Au Parlement, on observe de manière récurrente des démarches visant à décrédibiliser la prévention, en la présentant comme inutile, voire en la diabolisant. Je m’élève contre ces initiatives. Du matériel d’information moderne et attrayant concernant l’alimentation et l’exercice physique est un réel apport social. Il faut par exemple simplement le mettre à la disposition des jeunes là où ils pourront effectivement le trouver. On observe par ailleurs un certain déficit d’information chez les parents concernant l’alimentation et l’activité physique de leurs enfants. Quand je vois des enfants qui se baladent avec un paquet de chips pour les 10 heures, je pense que nous avons un problème. Il faut se demander si l’intégration de cours de diététique dans le programme scolaire ne pourrait pas améliorer les choses – pas besoin de prévoir des centaines de leçons. Cela permettrait aussi aux parents d’apprendre par le biais de leurs enfants.
À la session de printemps, l’initiative du canton de Neuchâtel visant à introduire un impôt sur le sucre a été balayée par le Conseil des États. Quelle est votre opinion sur le sujet ?
J’ai été surpris par l’énorme écho médiatique suscité par cette initiative. Peut-on guider le comportement des gens par un impôt linéaire qui frappe plus durement les ménages à faibles revenus ? Je n’y crois pas ; je ne pense pas que ce soit une voie praticable. Augmenter les prix n’a que peu d’effet. Au mieux, des prix plus élevés poussent les consommateurs à faire leurs emplettes de l’autre côté de la frontière.
Comment se fait-il à vos yeux que l’impôt sur le sucre focalise ainsi l’attention ?
Résoudre un problème sociétal complexe en attaquant des grands groupes est une solution très attrayante pour un grand nombre de gens. Cela ne fait de mal à personne : il suffit de fixer le montant de l’impôt sur une bouteille de 1,5 l de Coca. Les gens pensent ainsi faire quelque chose de bien. Mais c’est oublier qu’un tel impôt nous concerne tous, à savoir tous les producteurs – petits et grands – et tous les consommateurs. Mais il n’aide en rien à lutter contre le surpoids. De plus, la thèse ne résiste pas à la pratique : on trouve du sucre dans une multitude de produits, y compris ceux qui tiennent particulièrement à cœur aux Suissesses et aux Suisses et qui forgent notre identité nationale. Enfin, il convient aussi de préciser dans ce contexte que les fabricants de boissons rafraîchissantes déclinent depuis longtemps déjà leurs boissons en version pauvre en calories ou à zéro calorie.
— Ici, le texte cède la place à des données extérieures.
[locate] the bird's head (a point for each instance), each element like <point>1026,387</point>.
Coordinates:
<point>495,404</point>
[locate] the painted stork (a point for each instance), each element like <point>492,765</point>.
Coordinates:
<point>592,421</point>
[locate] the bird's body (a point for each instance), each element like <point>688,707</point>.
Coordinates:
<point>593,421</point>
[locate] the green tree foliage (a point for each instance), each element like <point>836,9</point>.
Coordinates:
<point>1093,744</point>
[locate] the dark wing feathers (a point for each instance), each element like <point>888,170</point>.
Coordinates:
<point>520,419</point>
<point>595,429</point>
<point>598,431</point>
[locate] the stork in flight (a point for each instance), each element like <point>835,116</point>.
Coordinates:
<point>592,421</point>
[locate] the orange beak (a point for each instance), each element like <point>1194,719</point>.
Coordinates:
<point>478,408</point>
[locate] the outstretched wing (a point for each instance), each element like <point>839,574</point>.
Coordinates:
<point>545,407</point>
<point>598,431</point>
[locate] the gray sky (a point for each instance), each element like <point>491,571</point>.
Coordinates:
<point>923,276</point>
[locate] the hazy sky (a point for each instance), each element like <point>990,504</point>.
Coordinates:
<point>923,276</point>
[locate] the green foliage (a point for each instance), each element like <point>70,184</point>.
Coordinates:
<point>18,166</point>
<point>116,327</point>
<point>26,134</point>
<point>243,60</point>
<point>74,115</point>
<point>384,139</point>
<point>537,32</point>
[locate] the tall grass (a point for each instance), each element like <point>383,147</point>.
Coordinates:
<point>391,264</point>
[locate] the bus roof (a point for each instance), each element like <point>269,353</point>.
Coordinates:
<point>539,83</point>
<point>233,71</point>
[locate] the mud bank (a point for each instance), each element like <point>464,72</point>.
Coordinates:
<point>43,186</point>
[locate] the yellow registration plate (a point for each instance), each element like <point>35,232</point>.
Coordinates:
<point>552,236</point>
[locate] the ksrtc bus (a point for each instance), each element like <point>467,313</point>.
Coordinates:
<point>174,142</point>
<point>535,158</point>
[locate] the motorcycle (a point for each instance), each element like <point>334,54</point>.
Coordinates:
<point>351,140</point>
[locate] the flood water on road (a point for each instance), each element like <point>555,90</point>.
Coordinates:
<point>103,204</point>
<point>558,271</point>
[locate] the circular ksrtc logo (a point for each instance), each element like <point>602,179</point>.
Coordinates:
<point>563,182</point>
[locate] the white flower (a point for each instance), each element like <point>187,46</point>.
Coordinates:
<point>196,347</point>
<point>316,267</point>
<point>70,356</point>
En 2017, le FC Conseil national s’est imposé par 8:0 contre le FC Boissons rafraîchissantes.
Les parlementaires ne se limitent pas aux questions fiscales dans leurs groupes de travail : le FC Conseil national met aussi le sport à l’honneur « sous la Coupole ». Le 6 juin 2017, il a infligé un sec 8:0 au FC Boissons rafraîchissantes. À quand la revanche ?
Je ne peux malheureusement plus jouer avec le FC Conseil national. Le dernier match contre le FC Boissons rafraîchissantes a déjà été beaucoup plus accroché. Les deux équipes auront encore certainement l’occasion de s’affronter.
Lorenz Hess
Lorenz Hess est conseiller national PBD depuis 2011. Conseiller RP diplômé, il est père de trois enfants adultes et président du groupe d’information Boissons rafraîchissantes (GIBR). Avant son engagement dans le secteur privé et en politique, ce chasseur passionné était chef de la communication à l’Office fédéral de la santé publique jusqu’en 2002.